L'objectif général de l’étude est de réaliser une analyse des systèmes de marché, comprenant deux analyses distinctes mais interdépendantes : (i) une évaluation socio-économique, ayant pour but d’établir un aperçu du profil du groupe cible (notamment les réfugiés et des populations d’accueil) et d’analyser l'environnement juridique et les fonctions d’appui disponibles pour les réfugiés et populations locales; (ii) une analyse de système de marché et, de trois, chaînes de valeur les plus porteuses : évaluer le potentiel de croissance, de cohésion sociale et de création d’opportunités d’affaires et d'emploi des filières sélectionnés.

L’étude a ainsi permis d’identifier des opportunités d’intervention pour le projet Lisungi et son partenaire UNHCR, notamment dans le développement des transferts monétaires AGR de groupe (TMAGR).

La méthodologie développée dans le Guide des Interventions d’Appui aux Moyens de Subsistance Axées sur le Marché en Faveur des Réfugiés (HCR, BIT, 2017) a été la principale démarche méthodologique pour la conduite de l’étude. Elle permet de faire une analyse systémique de marché (qui va au-delà d’une analyse classique de l’offre et de la demande) et s’inscrit dans une approche plus globale d’analyse de l’ensemble de l’écosystème (fonctions de soutien, règles et règlementations) qui entoure le marché afin d’identifier les meilleures opportunités d’intervention en faveur des réfugiés et des populations d’accueil. Les questionnaires de ce guide ont été, d’une part, adaptés au contexte du groupe cible de la région de la Likouala et, d’autre part, complétés à travers l’expérience de l’équipe terrain.
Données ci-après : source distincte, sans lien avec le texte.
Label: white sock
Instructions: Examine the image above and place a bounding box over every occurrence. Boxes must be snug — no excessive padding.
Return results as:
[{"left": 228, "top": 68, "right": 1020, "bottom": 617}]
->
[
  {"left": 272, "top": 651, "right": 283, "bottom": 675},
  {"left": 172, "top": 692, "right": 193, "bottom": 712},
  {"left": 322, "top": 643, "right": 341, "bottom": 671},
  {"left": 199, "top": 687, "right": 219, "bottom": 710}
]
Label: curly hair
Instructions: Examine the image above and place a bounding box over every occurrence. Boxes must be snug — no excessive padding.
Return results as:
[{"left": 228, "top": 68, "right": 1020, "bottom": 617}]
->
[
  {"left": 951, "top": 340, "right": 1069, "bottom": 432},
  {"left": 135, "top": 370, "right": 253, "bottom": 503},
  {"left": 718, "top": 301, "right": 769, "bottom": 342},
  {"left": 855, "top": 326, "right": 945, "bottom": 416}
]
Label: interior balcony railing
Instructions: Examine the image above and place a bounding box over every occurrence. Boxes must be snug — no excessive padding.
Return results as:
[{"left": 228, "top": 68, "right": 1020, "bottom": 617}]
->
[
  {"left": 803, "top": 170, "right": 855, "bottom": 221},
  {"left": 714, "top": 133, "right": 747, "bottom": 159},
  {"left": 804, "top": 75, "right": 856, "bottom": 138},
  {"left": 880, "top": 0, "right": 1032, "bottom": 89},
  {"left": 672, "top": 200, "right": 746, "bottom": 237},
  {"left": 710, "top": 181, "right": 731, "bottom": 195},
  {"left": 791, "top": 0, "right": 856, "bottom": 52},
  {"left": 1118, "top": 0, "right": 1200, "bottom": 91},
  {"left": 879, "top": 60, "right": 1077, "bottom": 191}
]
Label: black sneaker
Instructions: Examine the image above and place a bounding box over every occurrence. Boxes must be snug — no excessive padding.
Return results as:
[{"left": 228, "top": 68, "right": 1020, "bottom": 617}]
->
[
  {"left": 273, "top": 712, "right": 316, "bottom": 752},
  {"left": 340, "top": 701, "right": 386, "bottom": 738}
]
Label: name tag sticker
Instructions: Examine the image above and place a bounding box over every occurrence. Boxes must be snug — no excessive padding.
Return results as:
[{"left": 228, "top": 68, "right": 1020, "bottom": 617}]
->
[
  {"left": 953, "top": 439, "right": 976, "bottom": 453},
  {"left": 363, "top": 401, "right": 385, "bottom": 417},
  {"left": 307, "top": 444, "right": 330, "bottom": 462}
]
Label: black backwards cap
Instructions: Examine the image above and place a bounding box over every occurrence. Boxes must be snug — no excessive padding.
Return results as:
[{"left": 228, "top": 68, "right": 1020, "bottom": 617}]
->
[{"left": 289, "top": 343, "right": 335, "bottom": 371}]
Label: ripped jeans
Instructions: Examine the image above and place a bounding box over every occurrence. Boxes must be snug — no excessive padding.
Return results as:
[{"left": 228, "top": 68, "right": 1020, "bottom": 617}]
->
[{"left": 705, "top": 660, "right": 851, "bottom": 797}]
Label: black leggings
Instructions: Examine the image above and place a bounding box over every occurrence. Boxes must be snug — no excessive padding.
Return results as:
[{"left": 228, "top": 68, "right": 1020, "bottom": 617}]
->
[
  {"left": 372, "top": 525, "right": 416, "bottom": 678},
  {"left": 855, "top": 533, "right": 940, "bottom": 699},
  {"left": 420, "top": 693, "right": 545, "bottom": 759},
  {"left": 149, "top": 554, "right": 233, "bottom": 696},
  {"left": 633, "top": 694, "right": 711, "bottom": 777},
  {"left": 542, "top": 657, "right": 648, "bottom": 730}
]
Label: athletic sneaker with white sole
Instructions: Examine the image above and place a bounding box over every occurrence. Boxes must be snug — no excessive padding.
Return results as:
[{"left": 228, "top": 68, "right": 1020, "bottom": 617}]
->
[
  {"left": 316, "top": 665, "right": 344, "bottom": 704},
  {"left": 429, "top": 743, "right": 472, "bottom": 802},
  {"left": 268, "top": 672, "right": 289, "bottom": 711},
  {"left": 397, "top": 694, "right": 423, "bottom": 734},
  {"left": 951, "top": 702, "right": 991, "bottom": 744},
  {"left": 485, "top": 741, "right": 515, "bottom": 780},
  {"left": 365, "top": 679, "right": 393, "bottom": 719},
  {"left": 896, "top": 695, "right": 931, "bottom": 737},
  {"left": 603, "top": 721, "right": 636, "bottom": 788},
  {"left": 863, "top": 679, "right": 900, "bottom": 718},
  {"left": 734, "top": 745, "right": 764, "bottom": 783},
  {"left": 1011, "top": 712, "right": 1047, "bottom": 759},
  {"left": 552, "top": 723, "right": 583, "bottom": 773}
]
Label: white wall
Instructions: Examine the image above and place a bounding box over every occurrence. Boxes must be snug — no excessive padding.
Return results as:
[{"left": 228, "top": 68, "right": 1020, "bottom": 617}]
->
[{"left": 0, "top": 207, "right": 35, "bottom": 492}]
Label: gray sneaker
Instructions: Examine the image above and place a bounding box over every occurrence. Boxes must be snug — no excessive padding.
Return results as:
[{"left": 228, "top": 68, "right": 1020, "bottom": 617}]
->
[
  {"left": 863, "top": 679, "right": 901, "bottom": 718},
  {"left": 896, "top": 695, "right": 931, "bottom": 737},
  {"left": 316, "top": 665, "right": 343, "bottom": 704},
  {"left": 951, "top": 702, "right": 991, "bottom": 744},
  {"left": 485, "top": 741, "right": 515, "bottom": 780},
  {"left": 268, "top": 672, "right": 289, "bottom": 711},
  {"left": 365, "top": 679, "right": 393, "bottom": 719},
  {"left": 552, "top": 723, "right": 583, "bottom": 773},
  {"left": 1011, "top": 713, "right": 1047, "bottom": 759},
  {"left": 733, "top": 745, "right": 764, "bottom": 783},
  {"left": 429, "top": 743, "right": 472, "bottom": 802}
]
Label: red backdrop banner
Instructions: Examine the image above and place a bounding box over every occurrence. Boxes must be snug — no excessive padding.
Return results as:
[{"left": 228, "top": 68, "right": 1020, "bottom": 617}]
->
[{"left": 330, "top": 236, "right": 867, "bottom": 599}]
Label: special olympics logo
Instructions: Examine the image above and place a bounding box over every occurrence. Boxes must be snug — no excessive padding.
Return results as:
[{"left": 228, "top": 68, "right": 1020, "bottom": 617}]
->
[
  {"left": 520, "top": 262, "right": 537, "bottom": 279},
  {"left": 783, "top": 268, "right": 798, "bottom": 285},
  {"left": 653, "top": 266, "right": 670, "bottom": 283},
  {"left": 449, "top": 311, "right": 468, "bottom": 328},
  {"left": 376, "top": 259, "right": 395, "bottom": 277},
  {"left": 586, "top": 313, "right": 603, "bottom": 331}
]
En lien avec la dimension socio-économique, l’étude a permis de :

  • Établir un aperçu du profil des réfugiés et population d’accueils (Pacs) selon un certain nombre de caractéristiques : démographique, provenance, raison de déplacement, ethnie, langue, niveau d’instruction, expérience, moyen d’occupation actuelle, aspiration. Au 31 juillet 2022, on dénombre 36852 refugiés venant principalement de la RCA, de la RDC et du Rwanda. Avant leur déplacement, leurs principales activités étaient l’agriculture, l’élevage, le commerce et la pèche.
  • Analyser la cohabitation entre réfugiés, et communauté d’accueil. Il est ressorti des enquêtes menées auprès des réfugiés, les autorités communales (élus et agents) et la communauté d’accueil que les rapports sont globalement très bons. Un certain nombre d’indicateurs explique cela, à savoir : l’absence de conflits majeurs entre communauté d’accueil et réfugiés ; de nombreux réfugiés ne sont pas dans des camps( seules 2972 familles, soient 8443 femmes et hommes le sont) mais dans les villages et participent aux activités des communautés locales ; participation mutuelle aux évènements sociaux ; absence de barrières spécifique à l’accès aux services sociaux de base existant (école, santé, eau, etc.) et aux ressources naturelles ( pour la terre, moyennant location); etc.
  • le cadre normatif relatif au droit d’asile au Congo actuel relatif à la protection des réfugiés au Congo continue à souffrir, de manière structurelle, de plusieurs faiblesses essentielles à savoir :(i) L’absence de vulgarisation de la loi de 2021; (ii) L’absence du décret d’application de la Loi de 2021 ;(iii) le manque d’autonomie du CNAR ; (iv) La mauvaise perception des réfugiés par les acteurs étatiques (encore perçus comme des « charges » ou des « éternels bénéficiaires d’assistance » au lieu d’être considérés comme de « potentiels acteurs économiques ») ; et (v) Le manque de volonté politique (et/ou de ressources) pour le développement des zones enclavées où vivent l’essentiel des populations réfugiées au Congo ;
  • De même pour les réfugiés, il existe plusieurs instruments internationaux et nationaux qui régissent la protection des réfugiés : Au niveau international, Il s’agit de : (i) Convention de 1951 et le protocole de 1967 relatif au statut des réfugiés sont les principaux instruments du droit international des réfugiés ; (ii) la Convention de l’OUA de 1969 et (iii) la Déclaration de Carthagène de 1984 ; Au niveau national, on mettra l’accent sur, (iv) la Constitution congolaise 2015 (droit d’asile art 21, préambule) ; le (vi) le Décret No. 1978-266 du 1978 portant création d'un Comité National d'Assistance aux Réfugiés (CNAR) et Arrêtés sur les deux commissions (Éligibilité et Recours) et la (vii) Loi n° 41-2021 du 29 septembre 2021 fixant le droit d’asile et le statut de réfugié.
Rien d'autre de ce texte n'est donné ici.